Downtown residents and local elected officials called on redevelopment officials last week to create a pulmonary and environmental health clinic for Downtown residents.
Some residents and health advocates say that Downtown residents suffer from ongoing health problems because of the toxic dust cloud that lingered over their neighborhood when the Twin Towers came crashing down on Sept. 11, 2001. While residents can receive pulmonary care at Mt. Sinai and Bellevue hospitals, there is no facility in Lower Manhattan.
“Some of the people who lived and breathed under this unprecedented plume from this unprecedented environmental disaster might have some symptoms and health effects as a result,” City Council-member Alan Gerson told Downtown Express. “We should, as a priority, err on the side of caution and bring together a center, which can diagnose, treat and research the health impacts.”
Residents living below Canal St. who participated in World Trade Center Health Registry survey in 2003 reported alarmingly high health problems. Of the 12,624 registrants who lived Downtown, 36 percent reported a persistent cough, 46 percent reported sinus irritation, 33 percent reported wheezing and 38 percent reported shortness of breath in 2003.
Gerson expects the new center to cost $5 million initially, and he is looking to the Lower Manhattan Development Corp., the agency vested with rebuilding Downtown, to fund it.
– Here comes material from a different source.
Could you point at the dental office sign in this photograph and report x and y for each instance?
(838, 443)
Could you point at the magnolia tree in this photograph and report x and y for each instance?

But the L.M.D.C. has yet to sign on to the idea. “We are not going to comment on any individual funding application submitted to the L.M.D.C., including any of the other nearly $1 billion worth of proposals the Councilman [Gerson] has asked us to fund,” John Gallagher, an L.M.D.C. spokesperson, wrote in an e-mail to Downtown Express.
Gerson sees a long future for the health clinic. Initially, it would cater to residents with lingering health problems, but eventually it could become a center to treat an array of health problems. “If there are a plethora of serious pulmonary needs out there, then it will evolve and become more specialized. If not it will evolve into an urban environmental health center to continually research and track and diagnose the health impacts of our environment,” he said. “What could be a better place for one than Lower Manhattan?”